Henry, C. Omics of Obesity in B-cell Acute Lymphoblastic Leukemia. Journal of the National Cancer Institute (2023).

Spatial Transcriptomics Publications

Michaud, M. E.;* Liang, P.;* Pilcher, W.; Mota, L.; Bakhtiari, M.; Thomas, B. E.; Tomeo, J.; Contreas, M.; Ferran, C. J.; Bhasin, S.; Pradhan-Nabzdyk, L.; Logerfo, F. W.; Bhasin, M. K. “An Integrated Single-Nuclei and Spatial Transcriptomic Analysis for Investigating Acute Distension Injury in Vein Graft Implantation.” Manuscript submitted to Circulation Research.
Lab Members Involved: Marina Michaud, William Pilcher, Mojtaba Bakhtiari, Beena Thomas, Swati Bhasin, Manoj Bhasin.
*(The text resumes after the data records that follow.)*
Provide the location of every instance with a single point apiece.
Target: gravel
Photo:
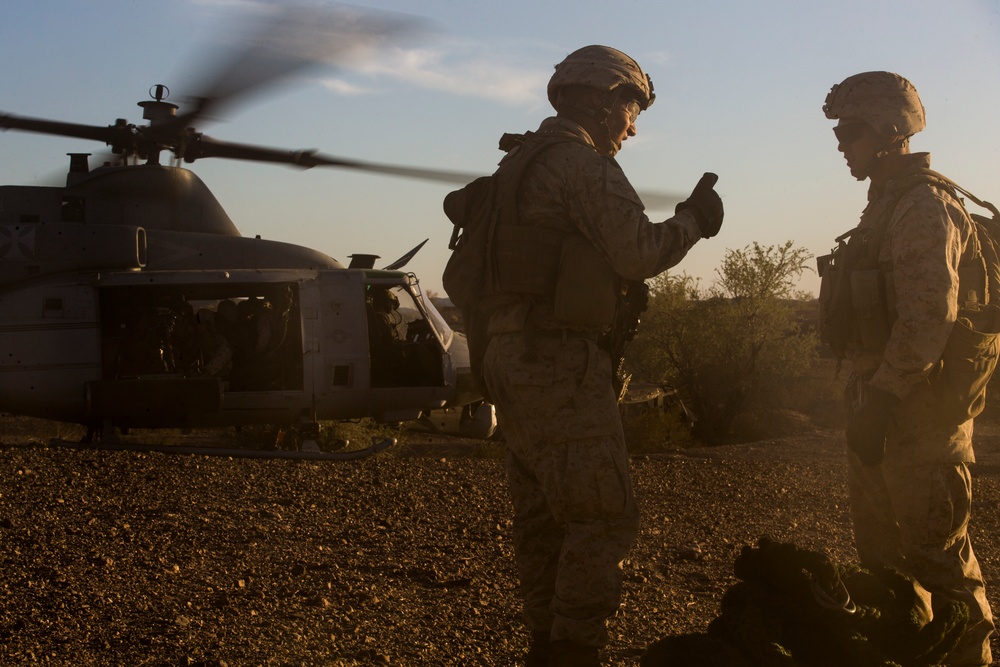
(124, 558)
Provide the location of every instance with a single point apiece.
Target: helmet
(603, 68)
(886, 101)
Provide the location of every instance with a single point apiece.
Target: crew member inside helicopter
(384, 318)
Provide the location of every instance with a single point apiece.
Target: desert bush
(741, 351)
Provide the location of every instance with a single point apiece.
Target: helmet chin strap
(601, 113)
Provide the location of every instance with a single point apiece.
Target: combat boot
(538, 650)
(564, 653)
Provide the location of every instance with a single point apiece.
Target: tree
(736, 351)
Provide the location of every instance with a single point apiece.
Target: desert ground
(125, 558)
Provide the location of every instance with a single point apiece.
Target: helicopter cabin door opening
(404, 348)
(176, 349)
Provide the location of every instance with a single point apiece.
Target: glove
(866, 432)
(706, 205)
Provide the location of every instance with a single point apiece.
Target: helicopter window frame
(408, 283)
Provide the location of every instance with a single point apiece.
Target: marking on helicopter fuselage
(46, 326)
(31, 368)
(168, 253)
(17, 242)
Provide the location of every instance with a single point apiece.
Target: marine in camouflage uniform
(891, 312)
(575, 515)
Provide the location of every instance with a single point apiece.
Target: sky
(739, 85)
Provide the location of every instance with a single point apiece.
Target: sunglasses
(848, 134)
(632, 109)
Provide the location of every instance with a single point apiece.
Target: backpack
(475, 211)
(972, 351)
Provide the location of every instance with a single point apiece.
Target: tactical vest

Other people involved: P. Liang, L. Mota, J. Tomeo, M. Contreas, J. C. Ferran, L. Pradhan-Nabzdyk, F. W. Logerfo
Autogenous vein is the most commonly used conduit for coronary and lower extremity arterial bypass grafting. Standard vein harvest technique involves pressure distention and manipulation of the vein conduit, and this process has been suspected to elicit early cell injury and lead to an increased risk of bypass graft failure. Utilizing single-nuclei and spatial transcriptomics, we profiled the genomic effects of distension during graft harvesting in a canine model. Saline distention of the vein graft resulted in acute injury and dysregulation of genes associated with extracellular matrix remodeling, cell proliferation and migration, and endothelial-mesenchymal transition (End MT). We further identified distinct subpopulations of endothelial cells (ECs) and fibroblasts (FBs) with disparate transcriptomic programs related to endothelial injury, EC activation, FB activation, and EndMT, which were present in altered proportions in distended veins compared to control veins. Lastly, we examined the spatial distribution and intercellular communication networks between the various cellular populations to elucidate the cellular and transcriptomic landscape of the vein following distension. The work presented herein represents the first applications of single-nuclei and spatial transcriptomic analyses to the investigation of vein graft implantation. Through this approach, we have unveiled a prompt genomic response to distension amongst distinct cellular populations, which were non-uniformly distributed throughout specific layers of vein, thus providing new molecular insights critical for guiding strategies to limit vein harvest injury.